Mais um ano e pedimos desculpas àqueles que estão à procura de um comentário bíblico-teológico "normal" para o domingo de Ramos; esperamos que possam encontrá-lo facilmente na rede. Nós, desta vez, queremos tentar novamente fazer um comentário pensando naquelas pessoas que –como também nós frente ao comentário que já tínhamos redigido– se sentem mal frente a esse conjunto de conceitos bíblicos que se repetem e se ligam indefinidamente sem sair dessa espiral teológico-litúrgica dentro da qual muitos de nós –que pensamos como pessoas seculares, da rua, com as preocupações diárias da vida– sentimos que quase nos asfixiamos.

Com efeito, muitos dos comentários bíblicos que utilizamos parecem mover-se em "outro mundo", um mundo próprio de referências teológicas intrasistêmicas, que funcionam com uma lógica diferente da realidade, e que parecem estar de antemão imunizados contra toda crítica, porque, nesse ambiente bíblico-litúrgico ao qual estão destinados, nas homilias, tudo deve ser ouvido e recebido sem discussão, sem espírito crítico, "com muita fé". Nós que temos uma fé mais ou menos crítica, uma fé que não quer deixar de ser de pessoas de hoje e da rua, nos perguntamos: é possível celebrar a semana santa de outra maneira? Assim como buscamos "outra forma de crer", há "outra forma de celebrar e acolher a semana santa"?

Vejamos. Comecemos perguntando-nos: o que sentem, o que sentimos, muitas pessoas crentes de hoje, frente à semana santa?

Muitos fiéis adultos (trabalhadores, profissionais das mais variadas áreas, e também intelectuais, ou simples pessoas cultas) se sentem mal quando, na semana santa, pelo especial significado desses dias, ou por acompanhar a família –e com as lembranças de uma infância e juventude talvez religiosa–, entram numa igreja, captam o ambiente, e escutam a pregação.

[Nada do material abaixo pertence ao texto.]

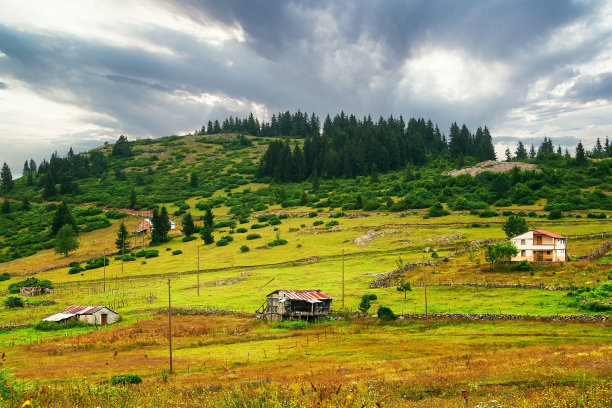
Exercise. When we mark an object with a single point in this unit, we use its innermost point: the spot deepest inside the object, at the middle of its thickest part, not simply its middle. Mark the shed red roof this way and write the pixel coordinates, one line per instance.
(307, 295)
(81, 310)
(550, 234)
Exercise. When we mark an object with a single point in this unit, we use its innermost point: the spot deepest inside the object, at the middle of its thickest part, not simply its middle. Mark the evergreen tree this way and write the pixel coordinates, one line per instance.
(207, 235)
(521, 152)
(515, 225)
(62, 217)
(580, 155)
(133, 198)
(49, 190)
(122, 147)
(208, 218)
(122, 242)
(25, 204)
(6, 178)
(66, 240)
(6, 207)
(188, 225)
(193, 179)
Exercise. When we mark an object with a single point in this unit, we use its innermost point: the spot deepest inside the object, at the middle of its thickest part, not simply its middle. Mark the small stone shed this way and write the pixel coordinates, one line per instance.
(88, 314)
(295, 304)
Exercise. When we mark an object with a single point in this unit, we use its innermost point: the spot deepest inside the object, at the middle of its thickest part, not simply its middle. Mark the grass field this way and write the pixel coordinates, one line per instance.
(236, 361)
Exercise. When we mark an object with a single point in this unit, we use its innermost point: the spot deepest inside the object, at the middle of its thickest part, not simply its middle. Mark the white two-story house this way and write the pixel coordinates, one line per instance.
(539, 246)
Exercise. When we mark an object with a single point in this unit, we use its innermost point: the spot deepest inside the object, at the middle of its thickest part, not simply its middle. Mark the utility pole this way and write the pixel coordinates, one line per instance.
(425, 287)
(198, 269)
(170, 325)
(342, 278)
(104, 263)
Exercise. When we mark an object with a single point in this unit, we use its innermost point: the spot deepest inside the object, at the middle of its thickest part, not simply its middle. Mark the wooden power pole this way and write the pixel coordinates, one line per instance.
(170, 325)
(198, 269)
(342, 278)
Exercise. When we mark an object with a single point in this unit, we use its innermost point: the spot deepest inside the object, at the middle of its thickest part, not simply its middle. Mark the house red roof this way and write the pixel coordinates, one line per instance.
(82, 310)
(550, 234)
(308, 295)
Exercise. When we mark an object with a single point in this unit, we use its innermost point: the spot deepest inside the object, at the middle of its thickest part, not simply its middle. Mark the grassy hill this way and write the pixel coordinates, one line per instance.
(381, 222)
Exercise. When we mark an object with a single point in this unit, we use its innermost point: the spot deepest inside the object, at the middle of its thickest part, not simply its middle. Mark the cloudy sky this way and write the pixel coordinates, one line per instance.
(78, 73)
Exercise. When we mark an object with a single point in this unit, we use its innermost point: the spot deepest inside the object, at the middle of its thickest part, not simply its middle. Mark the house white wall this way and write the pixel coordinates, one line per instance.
(532, 249)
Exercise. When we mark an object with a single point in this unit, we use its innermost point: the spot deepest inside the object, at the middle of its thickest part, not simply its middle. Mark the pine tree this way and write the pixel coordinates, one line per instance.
(208, 218)
(188, 225)
(122, 242)
(580, 155)
(6, 207)
(66, 240)
(6, 178)
(193, 179)
(521, 152)
(133, 198)
(62, 217)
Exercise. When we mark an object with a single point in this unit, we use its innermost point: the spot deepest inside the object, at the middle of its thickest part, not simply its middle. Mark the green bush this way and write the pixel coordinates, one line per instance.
(384, 313)
(125, 379)
(75, 270)
(13, 302)
(115, 215)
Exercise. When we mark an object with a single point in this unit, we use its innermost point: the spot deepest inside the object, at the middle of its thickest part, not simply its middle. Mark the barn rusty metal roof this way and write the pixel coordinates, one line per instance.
(550, 234)
(307, 295)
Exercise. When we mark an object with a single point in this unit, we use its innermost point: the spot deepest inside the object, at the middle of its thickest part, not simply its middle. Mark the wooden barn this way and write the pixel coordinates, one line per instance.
(87, 314)
(295, 304)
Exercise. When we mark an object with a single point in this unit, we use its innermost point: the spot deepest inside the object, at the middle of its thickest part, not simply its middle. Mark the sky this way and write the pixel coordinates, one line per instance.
(79, 73)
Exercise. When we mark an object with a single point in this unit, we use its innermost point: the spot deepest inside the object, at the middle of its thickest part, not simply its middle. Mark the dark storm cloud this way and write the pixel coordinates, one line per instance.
(318, 56)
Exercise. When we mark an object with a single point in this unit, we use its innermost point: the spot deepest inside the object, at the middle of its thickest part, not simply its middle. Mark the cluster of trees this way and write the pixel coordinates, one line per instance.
(547, 152)
(349, 147)
(298, 125)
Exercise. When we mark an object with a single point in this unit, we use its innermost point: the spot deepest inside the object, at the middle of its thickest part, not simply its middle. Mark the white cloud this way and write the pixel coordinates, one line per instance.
(452, 75)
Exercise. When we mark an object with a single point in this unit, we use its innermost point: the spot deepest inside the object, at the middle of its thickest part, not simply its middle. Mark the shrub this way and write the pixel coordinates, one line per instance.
(96, 263)
(13, 302)
(125, 379)
(384, 313)
(523, 266)
(146, 253)
(75, 270)
(115, 215)
(277, 242)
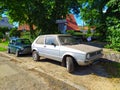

Sentem-se imediatamente submersos de novo naquele mundo de conceitos, símbolos, referências bíblicas... que elaboram uma mensagem sobre a base de uma crença central que fora do templo alguém nunca se encontra em nenhum outro domínio da vida: a "Redenção".

Estamos na Semana Santa, e o que celebramos –assim percebem no templo– é o grande mistério de todos los tempos, o mais importante que ocorreu desde que o mundo é mundo: a "Redenção"... O "homem" foi criado por Deus (só em segundo termo a mulher, segundo a Bíblia), mas esta, a mulher, convenceu o homem para que comessem juntos um fruto proibido por Deus. Aquilo foi o fracasso do plano de Deus, que veio abaixo, se interrompeu, e precisou ser substituído por um novo plano, o plano da Redenção, para redimir o ser humano que caiu na "desgraça de Deus" desde que cometeram aquele "pecado original", devido à infinita ofensa que este "pecado" infligiu a Deus.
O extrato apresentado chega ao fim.